= Universal White Brotherhood =

Spiritual movement founded in Bulgaria

The Universal White Brotherhood (UWB) is a cult founded in Bulgaria in 1897 by Peter Dunov. It was later established in France in 1937 by the so-called Omraam Mikhaël Aïvanhov, one of Deunov's followers.

Their teachings are also known as "Dunovism", after the founder. The group proposes a Christian esoterism, characterized by several practices, including prayers, meditation, breathing exercises, yoga of nutrition and paneurhythmy. A person can be both a member of the group and of another religion. It has two centers located in Sèvres and Fréjus and 2,000 followers in France. It is present in many countries, including Canada, Switzerland, and Belgium.

== Explanation of name ==
"Universal" refers to humans' ability to understand universal concepts about life. It speaks to the idea that people can expand their consciousness through concepts that extend beyond any one person or group.

"White" refers to "the highest spiritual symbol, which is the synthesis of all colors, being the manifestations of the soul's virtues".

"Brotherhood" is meant to indicate that the UWB's teachings are for every human, regardless of community, religion, or group.

The Universal White Brotherhood believes that their cult is for everyone so that they can expand their consciousness and embrace a virtuous spirituality.

== History ==
In 1904, Deunov moved to Sofia, Bulgaria. He began holding weekly Sunday lectures, which continued until he died in 1944. The so-called school of the UWB was opened in 1922. Paneurhythmy began to develop in the 1930s, and Deunov began taking followers to the Rila Mountains during this decade.

The cult was banned in communist Bulgaria starting in 1944. In France, the cult achieved notability in the media in 1971. The 1995 and 1999 reports established by the Parliamentary Commission on Cults in France, as well as the 1997 reports issued by the Parliamentary Inquiry Commission in Belgium listed the group as a cult.

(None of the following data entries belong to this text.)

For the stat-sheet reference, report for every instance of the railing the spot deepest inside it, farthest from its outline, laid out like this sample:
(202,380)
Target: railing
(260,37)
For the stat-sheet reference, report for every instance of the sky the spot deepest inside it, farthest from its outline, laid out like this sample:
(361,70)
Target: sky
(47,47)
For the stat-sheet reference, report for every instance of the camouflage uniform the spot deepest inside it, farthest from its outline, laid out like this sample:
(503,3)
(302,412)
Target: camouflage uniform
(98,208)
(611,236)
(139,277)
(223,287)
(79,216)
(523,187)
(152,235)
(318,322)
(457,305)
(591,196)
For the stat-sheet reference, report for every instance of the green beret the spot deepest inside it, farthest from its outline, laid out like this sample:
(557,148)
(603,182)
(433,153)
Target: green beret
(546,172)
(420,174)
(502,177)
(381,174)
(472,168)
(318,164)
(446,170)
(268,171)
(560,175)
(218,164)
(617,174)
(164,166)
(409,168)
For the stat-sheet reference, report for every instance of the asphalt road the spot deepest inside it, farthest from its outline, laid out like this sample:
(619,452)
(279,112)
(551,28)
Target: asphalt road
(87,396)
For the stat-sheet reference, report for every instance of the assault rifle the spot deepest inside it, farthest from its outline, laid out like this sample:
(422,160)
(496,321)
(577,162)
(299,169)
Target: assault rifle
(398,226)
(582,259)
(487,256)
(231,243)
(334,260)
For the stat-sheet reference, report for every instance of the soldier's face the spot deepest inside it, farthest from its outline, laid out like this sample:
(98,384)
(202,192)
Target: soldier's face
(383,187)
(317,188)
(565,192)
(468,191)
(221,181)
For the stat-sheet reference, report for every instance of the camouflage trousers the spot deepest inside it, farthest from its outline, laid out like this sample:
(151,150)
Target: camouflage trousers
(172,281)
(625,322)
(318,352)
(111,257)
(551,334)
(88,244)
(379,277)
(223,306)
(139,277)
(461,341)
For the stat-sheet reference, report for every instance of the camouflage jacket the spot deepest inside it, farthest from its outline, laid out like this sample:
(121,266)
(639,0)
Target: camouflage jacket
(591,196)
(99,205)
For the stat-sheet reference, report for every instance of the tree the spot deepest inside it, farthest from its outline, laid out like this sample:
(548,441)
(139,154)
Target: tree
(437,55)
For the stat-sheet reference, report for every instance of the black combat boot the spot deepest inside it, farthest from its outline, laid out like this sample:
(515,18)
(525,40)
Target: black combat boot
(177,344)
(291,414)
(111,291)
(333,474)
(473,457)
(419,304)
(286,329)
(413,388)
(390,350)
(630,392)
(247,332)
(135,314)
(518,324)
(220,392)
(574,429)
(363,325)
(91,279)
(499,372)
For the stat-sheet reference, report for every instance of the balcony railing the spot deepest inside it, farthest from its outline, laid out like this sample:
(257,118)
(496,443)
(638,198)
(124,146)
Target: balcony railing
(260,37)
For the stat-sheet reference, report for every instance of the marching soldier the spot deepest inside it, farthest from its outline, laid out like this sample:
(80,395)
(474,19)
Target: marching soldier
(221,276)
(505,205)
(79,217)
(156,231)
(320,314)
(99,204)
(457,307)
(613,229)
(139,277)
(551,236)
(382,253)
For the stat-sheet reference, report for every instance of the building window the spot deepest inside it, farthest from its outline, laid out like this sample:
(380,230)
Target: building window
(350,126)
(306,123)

After Bulgaria's fall of communism in 1989, UWB was recognized as a religious sect.

== Pilgrimage ==
Every year, some members make a pilgrimage to the Rila Mountains in Bulgaria in August, where they perform paneurhythmy together to celebrate the new year. August 19 is believed to be the beginning of the divine year, and on this day the sun has "a special radiation". Shared lunches, lectures and concerts are also held.